If you are building medical, legal, or compliance transcription where the transcript is the deliverable, pick Gradium or AWS Medical Transcribe. WER below 3% is the bar. Latency is irrelevant.

If you are building a greenfield consumer voice product with multilingual needs and no on-prem requirement, evaluate GPT-Realtime-2 or Gemini 3.5 Live. The integration simplicity and language coverage outweigh granular control.

If you need offline or edge deployment, self-host Whisper with faster-whisper, or use Deepgram's on-prem Docker. Google Cloud STT v2 offers regional endpoints for data residency if cloud is acceptable.

One practitioner pattern worth stealing: a mid-size enterprise running 50,000 voice interactions per day reported NPS scores improving 12 points after switching from GCP Speech-to-Text to Deepgram, with A/B tested TTFT of 180ms versus 340ms for AssemblyAI and 450ms for Gradium. Their STT spend at that volume was around $215/month.

GPU compute for the downstream LLM was 40x larger. The accuracy-vs-latency tradeoff dominated cost by an order of magnitude.

That ratio is the real lesson of the 2026 STT market. The vendor you pick matters less than the axis you optimize. Pick the axis wrong and no vendor saves you.

Sources

Frequently asked questions

What is the difference between TTFT and WER in speech-to-text APIs?

TTFT (time-to-first-token) measures latency from when a user stops speaking to when the first transcribed word returns; lower is better for real-time voice agents. WER (word error rate) measures transcription inaccuracy as a percentage of mis-transcribed words; lower is better for compliance, medical, and legal use cases. Most 2026 STT APIs force a tradeoff between the two.

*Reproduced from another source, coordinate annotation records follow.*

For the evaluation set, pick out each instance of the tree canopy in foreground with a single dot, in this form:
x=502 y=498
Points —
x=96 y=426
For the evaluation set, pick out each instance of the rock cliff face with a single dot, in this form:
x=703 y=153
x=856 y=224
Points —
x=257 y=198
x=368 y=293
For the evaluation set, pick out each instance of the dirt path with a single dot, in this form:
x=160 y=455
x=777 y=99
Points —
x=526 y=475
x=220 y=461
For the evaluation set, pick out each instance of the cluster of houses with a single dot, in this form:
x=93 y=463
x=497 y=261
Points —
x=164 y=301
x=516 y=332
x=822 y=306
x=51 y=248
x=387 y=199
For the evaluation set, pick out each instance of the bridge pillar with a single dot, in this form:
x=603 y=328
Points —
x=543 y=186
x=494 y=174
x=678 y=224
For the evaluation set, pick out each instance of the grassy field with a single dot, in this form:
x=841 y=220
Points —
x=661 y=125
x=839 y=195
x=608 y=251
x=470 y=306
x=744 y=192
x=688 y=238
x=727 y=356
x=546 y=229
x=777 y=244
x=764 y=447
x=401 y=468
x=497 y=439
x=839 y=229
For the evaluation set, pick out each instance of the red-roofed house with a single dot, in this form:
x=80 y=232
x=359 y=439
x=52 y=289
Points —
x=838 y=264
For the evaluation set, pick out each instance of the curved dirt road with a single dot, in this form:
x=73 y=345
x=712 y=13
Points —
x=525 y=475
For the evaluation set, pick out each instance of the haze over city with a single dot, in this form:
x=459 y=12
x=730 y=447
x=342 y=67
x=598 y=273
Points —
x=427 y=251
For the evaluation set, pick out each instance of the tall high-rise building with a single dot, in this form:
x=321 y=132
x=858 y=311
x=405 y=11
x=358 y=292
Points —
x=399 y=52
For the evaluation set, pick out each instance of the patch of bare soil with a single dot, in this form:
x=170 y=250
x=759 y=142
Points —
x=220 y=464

Is Deepgram or Gradium better for real-time voice agents?

Deepgram Nova-3 is the better fit for real-time voice agents, with p50 TTFT around 150-250ms. Gradium's stt-translate API launched June 21, 2026 prioritizes accuracy with WER as low as 1.62% on controlled English benchmarks but at roughly 2-3x higher latency, making it better for medical, legal, and compliance transcription.

Are end-to-end voice models replacing standalone STT APIs in 2026?

Not yet. End-to-end models like GPT-Realtime-2, Gemini 3.5 Live Translate, and xAI Grok Voice Agent simplify greenfield consumer voice apps, but standalone STT APIs retain advantages in cost at scale, on-prem deployment, compliance, and transcript fidelity. Google's own developers have confirmed Gemini Live's transcript output diverges from what the model internally processes.

What WER is acceptable for an LLM-backed voice agent?

For voice agents where STT output feeds an LLM rather than a human, WER of 5-15% is usually acceptable because the LLM recovers from minor errors via context. In that case, prioritize TTFT under 500ms. For human-facing transcripts in medical, legal, or compliance settings, target WER below 3%.

Can you self-host a speech-to-text API for offline use?

Yes. OpenAI Whisper is Apache 2.0 licensed and self-hostable, with faster-whisper variants delivering up to 4x CPU speedup via CTranslate2. Deepgram offers on-prem Docker deployment for Nova-3, and Cloudflare Workers AI provides edge STT with sub-50ms response near CDN nodes.